Opposite personalities often click as perfect couple material but one must know how to perceive and get along with one's partner's personality in thick and thin. It depends on how well a couple appreciates each other regardless of all the odds. And this must be a never-ending story for any person who shares life with an opposite person. But if that person loses the charm of understanding after reaching a certain point in one's relationship, then things start falling apart because instead of growing together, a couple falls in the loop of growing separately according to their respective personalities and choices. When you follow a different route without considering your partner, do you think you can get back to your partner without getting lost?
Mentalities do matter as they provide typical commitment material for a couple to work on their romantic life to survive their relationship. But if a person remains stubborn to change and denies getting along with the terms and choices of one's partner, it becomes more unaffected for that person to opt for growing separately as it gives habitual satisfaction in being in one's comfort zone. But the question is, do you think relationships can be handled by staying in comfort zones all the time? Most times, they are indeed all about exploring out of comfort zones. So, if you remain least bothered about your mind without trying to understand how it affects your partner, then you end up allowing situations to ruin your relationship. You may procure peace in growing your individualistic personality but you may never find peace in being interdependent with your partner in a committed relationship and by the time you realise the reality, your partner must be growing separately out of your way towards someone worthier and more understanding.
Love interests change when there is no interesting aspect left in your loved one. We, humans, crave love regardless of any measurement and commitment. There is no rule that a seriously committed or married person shouldn't fall in love with others.
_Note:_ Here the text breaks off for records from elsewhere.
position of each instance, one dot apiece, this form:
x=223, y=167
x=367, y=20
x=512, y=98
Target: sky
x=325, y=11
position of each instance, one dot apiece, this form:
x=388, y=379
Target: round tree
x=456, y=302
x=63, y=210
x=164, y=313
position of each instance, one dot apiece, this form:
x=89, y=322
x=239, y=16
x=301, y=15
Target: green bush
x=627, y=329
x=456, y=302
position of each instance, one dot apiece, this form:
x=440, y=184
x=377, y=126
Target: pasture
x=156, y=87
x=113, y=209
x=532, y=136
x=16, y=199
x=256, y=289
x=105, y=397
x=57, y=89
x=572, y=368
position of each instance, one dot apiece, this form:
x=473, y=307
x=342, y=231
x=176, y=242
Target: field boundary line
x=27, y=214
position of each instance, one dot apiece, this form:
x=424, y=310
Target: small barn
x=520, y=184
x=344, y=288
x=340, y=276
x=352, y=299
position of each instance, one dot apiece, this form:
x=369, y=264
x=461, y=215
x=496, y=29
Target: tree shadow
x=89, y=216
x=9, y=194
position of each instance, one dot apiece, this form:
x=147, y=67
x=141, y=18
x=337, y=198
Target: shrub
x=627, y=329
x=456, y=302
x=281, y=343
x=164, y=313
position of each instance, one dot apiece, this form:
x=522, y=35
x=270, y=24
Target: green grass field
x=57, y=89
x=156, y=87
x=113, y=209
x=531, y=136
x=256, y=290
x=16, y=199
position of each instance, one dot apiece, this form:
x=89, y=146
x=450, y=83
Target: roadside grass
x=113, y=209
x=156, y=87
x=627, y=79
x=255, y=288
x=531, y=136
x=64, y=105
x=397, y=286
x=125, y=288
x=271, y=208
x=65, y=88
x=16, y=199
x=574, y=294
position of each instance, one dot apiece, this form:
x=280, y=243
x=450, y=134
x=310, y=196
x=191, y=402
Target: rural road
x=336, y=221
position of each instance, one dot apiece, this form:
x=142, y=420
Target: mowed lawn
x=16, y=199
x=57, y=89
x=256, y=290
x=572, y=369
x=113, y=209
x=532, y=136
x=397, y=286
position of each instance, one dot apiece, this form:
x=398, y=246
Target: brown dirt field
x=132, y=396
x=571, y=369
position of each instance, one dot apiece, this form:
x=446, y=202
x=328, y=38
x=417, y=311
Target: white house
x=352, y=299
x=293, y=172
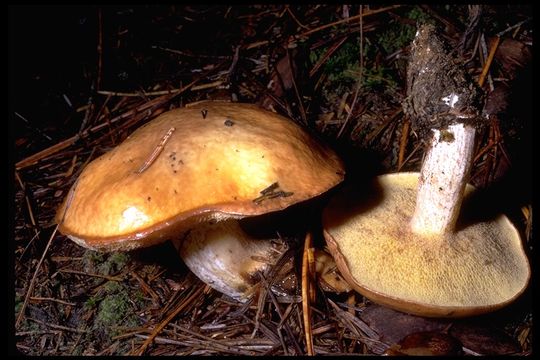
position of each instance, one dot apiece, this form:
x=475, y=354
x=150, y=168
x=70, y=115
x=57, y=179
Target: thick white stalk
x=442, y=180
x=227, y=259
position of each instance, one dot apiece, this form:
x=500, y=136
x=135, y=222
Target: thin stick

Of course, society never accepts this and always considers it a sin but why the same society can't comprehend why that person has to choose another person even though he/she is already in a relationship with one's committed partner? A relationship can be survived only if there's love and if a person can't find it with one's partner after being together for so many years, then don't you think there's a glitch in that relationship where love has already diminished or even vanished altogether? When a person can't find love with one's partner, there is no wrong in gaining it through others who provide unconditionally regardless of that person's earlier commitments. It happens when a person grows separately by neglecting the aspect of love, taking one's partner for granted and taking advantage of the commitment. So who's wrong here? The one who chooses love outside the neglected relationship or the person who doesn't love one's partner in a committed relationship?
Don't grow separately, instead grow together by encountering every possible hurdle and crossing every sole barrier that attacks your relationship. And when you realise you are growing separately away from your partner because of your other priorities and attachments, then try to bring the charm by sparking up the relationship so that you get a chance to rejuvenate your relationship growth together.